Fink's current work is focused on predictive health management, a field with an origin in aerospace engineering but, in fittingly Fink style, with wide-ranging applications. In lay terms, predictive health management is simply preventative maintenance. Rather than wait for some element of an aircraft to fail while it's in operation, engineers use models to predict what parts of a design might fail, when and why. Then technicians replace the parts with brand new ones — well before the original parts actually stop working.
It turns out, airplanes are just the tip of the iceberg when it comes to applications for predictive health management. In fact, Fink says it's a near-omnipresent theme. For example, humans already take preventative health measures, such as eating healthy foods, exercising and getting enough sleep. But what if researchers and physicians could team up to take the ability to predict health outcomes a step further?
"We are, in a way, very complex machines — more complex than machines," said Fink, who leads the Center for Informatics and Telehealth in Medicine, or InTelMed, a partnership between the UA, industry and professional bodies such as the PHM Society. "What we're trying to do is gather data on patients and use it to make a prognosis as to where a patient is headed. Is a patient on the verge of developing prediabetes? Or having some sort of heart rhythm distortion that may point to heart problems or a stroke in the future? Can we suggest countermeasures early on to prevent these things from actually happening?"
This research into preventative health maintenance for humans is starting in one of the areas where it's both most crucial and most complicated, where humans with lots of special training — who are therefore difficult to replace — need to stay healthy because they can't access a doctor: outer space.
"Once you're in space flight to the moon or to Mars, with potential settlement on both, a quick return is not an option," Fink said. "You try to discover very early on that you may be coming down with a cold, and immediately hammer it with an antibiotic."

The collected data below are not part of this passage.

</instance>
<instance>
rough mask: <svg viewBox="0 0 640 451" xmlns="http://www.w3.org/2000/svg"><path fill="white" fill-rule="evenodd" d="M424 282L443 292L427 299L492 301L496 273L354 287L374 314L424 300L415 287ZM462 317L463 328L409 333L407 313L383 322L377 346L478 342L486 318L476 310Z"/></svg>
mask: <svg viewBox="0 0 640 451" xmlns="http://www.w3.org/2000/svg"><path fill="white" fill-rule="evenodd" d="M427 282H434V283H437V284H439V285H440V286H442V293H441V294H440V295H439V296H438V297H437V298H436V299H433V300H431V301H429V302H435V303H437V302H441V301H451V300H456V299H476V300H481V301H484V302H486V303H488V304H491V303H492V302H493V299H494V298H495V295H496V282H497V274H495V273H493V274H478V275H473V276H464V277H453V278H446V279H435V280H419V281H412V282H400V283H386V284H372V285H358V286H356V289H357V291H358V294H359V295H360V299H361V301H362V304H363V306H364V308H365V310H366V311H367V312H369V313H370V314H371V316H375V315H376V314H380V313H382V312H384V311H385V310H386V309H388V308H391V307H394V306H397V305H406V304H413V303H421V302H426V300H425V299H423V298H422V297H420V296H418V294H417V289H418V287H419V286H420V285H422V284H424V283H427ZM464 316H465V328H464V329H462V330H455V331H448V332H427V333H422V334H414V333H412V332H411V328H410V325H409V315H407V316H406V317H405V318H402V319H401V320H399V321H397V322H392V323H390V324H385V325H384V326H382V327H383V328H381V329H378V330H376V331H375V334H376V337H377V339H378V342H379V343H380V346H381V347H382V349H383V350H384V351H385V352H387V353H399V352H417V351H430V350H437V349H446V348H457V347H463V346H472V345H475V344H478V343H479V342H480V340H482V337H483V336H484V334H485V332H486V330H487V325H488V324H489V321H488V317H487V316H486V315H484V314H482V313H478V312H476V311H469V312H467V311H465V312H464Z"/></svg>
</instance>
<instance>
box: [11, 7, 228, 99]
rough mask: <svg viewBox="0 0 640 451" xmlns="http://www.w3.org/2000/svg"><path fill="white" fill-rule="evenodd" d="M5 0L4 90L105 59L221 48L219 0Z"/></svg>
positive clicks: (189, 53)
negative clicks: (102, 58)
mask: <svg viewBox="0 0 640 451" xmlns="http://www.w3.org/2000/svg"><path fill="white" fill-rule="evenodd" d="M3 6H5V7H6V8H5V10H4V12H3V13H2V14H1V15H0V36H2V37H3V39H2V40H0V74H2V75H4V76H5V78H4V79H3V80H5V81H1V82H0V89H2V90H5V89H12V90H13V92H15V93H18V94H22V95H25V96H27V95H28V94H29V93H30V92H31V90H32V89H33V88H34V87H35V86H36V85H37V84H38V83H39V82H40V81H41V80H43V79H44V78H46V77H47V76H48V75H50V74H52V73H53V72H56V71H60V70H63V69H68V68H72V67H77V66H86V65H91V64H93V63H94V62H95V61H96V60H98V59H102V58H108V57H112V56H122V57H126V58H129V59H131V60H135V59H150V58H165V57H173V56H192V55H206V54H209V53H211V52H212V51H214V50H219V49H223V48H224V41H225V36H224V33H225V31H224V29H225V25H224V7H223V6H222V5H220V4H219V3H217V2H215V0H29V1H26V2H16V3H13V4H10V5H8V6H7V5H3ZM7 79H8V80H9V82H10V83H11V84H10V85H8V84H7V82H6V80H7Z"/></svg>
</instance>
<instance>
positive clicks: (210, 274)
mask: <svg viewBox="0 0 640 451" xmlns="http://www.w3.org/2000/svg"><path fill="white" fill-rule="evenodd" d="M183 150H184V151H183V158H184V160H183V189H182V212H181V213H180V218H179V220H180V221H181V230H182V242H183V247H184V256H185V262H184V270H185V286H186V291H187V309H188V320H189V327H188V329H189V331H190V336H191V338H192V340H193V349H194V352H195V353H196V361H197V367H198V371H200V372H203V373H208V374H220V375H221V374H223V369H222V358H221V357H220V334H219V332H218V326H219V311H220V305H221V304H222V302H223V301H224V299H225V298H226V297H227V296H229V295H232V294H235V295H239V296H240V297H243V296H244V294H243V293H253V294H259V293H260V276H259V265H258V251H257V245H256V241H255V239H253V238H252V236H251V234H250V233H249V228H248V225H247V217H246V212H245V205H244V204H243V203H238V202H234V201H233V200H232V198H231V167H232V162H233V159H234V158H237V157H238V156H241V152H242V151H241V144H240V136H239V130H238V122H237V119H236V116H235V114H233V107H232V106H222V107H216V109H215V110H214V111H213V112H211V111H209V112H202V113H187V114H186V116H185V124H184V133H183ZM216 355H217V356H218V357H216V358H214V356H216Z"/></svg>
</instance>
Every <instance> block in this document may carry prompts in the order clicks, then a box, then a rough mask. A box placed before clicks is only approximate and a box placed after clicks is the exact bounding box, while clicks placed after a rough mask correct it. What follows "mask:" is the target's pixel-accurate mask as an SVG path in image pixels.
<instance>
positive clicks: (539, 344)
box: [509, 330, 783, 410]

Developing these systems requires some complicated engineering: Not only do researchers need to constantly monitor astronauts' vitals, but they need to use predictive modeling to determine exactly what today's vitals could mean for tomorrow's health. Then, a system must translate these complex medical statistics into information the astronauts can use.
"We're talking about providing an astronaut a tablet that takes all of their complex data and comes up with simple recommendations, like 'you need an aspirin,'" Fink said.
Bringing Tech Down to Earth
For Fink, the sky — or rather the reaches of outer space beyond it — is not the limit. If engineers can perfect these predictive methods in space, then using them to monitor human health on Earth should be easy. From there, why not use it to plot the health of the crops on Earth that sustain human life? As one of the founding members of the Mars Agricultural Research Consortium, or MARSAG, Fink is a part of developing techniques to grow plants in Martian greenhouses.
"Just like in 'The Martian,' if you manage to grow a plant on Mars, you can grow it anywhere on Earth," he said. "If we solve it for Mars, or in the wake of developing technologies which are applicable to Mars, we have made huge strides on Earth for precision agriculture and human health."